I have so many mixed feelings about this holiday. It's hard for me to just embrace it completely due to how it originated and the evolution it has gone through over the years.

Some people say that we celebrate on December 25th because we don't know the real date and I get that to a point. We have a cousin that's adopted. Her birthdate isn't known, so they celebrate her gotcha day as her birthday. But, December was chosen so the Christians would have an excuse to party like their nonbeliever friends were in their celebration of Saturnalia and Juvenalia. And the Christians did party. Raucously.

We can thank Washington Irving and Charles Dickens for many of the Christmas traditions that Americans consider holy. You can thank the Victorian Era for the idea of giving your children gifts for the holiday.
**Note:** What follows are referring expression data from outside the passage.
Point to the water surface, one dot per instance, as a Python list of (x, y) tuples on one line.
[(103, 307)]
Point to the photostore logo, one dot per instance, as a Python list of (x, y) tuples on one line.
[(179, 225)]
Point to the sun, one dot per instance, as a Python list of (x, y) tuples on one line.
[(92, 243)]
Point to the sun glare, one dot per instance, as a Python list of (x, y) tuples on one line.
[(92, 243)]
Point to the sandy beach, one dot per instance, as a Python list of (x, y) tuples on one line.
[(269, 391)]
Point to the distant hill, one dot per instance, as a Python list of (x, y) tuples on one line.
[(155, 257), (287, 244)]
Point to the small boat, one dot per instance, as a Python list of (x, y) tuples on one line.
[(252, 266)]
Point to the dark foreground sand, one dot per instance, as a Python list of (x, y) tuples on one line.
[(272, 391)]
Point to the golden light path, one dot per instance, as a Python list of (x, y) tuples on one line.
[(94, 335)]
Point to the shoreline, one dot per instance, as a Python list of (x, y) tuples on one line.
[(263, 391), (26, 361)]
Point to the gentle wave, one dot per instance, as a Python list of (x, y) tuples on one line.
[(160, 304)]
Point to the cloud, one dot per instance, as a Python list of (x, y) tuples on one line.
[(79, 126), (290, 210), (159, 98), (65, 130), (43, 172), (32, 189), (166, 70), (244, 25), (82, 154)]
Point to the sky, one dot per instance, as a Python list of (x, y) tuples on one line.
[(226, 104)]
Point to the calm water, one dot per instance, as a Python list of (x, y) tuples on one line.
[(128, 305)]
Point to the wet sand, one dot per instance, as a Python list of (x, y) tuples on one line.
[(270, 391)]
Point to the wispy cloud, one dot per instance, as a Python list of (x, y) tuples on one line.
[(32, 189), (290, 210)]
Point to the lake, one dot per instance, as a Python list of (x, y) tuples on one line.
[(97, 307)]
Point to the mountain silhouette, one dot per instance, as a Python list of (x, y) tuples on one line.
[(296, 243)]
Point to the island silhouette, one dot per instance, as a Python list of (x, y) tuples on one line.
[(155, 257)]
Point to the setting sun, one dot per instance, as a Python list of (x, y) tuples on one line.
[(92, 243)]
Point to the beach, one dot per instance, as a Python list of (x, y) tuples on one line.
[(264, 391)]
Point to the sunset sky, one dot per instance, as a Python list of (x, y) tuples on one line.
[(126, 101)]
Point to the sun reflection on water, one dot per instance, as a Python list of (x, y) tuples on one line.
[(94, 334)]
If you read the story of the birth of Jesus from the actual Bible, you realize really quick that the church has woven together their own version of what happened and as usual, our version is not Biblical. What is sad is that many people who claim to be Christians would rather fight about keeping Christ in Christmas than follow what He taught.

I do know that the Son of God came to earth, shed His glory, and became human. That is a miracle, but it is a miracle that should be celebrated everyday. I'm as guilty as the next person for not doing that.

My favorite Christmas book is The Best Christmas Pageant Ever by Barbara Robinson. It does a great job at pointing out, in a humorous way, how we screw up the story. This is my favorite part of the book.

They looked like the people you see on the six o'clock news - refugees, sent to wait in some strange ugly place, with all their boxes and sacks around them.

It suddenly occurred to me that this was just the way it must have been for the real Holy Family, stuck away in a barn by people who didn't much care what happened to them. They couldn't have been very neat and tidy either, but more like this Mary and Joseph (Imogene's veil was cockeyed as usual, and Ralph's hair stuck out all around his ears). Imogene had the baby doll but she wasn't carrying it the way she was supposed to, cradled in her arms. She had it slung up over her shoulder and before she put it in the manger she thumped it twice on the back.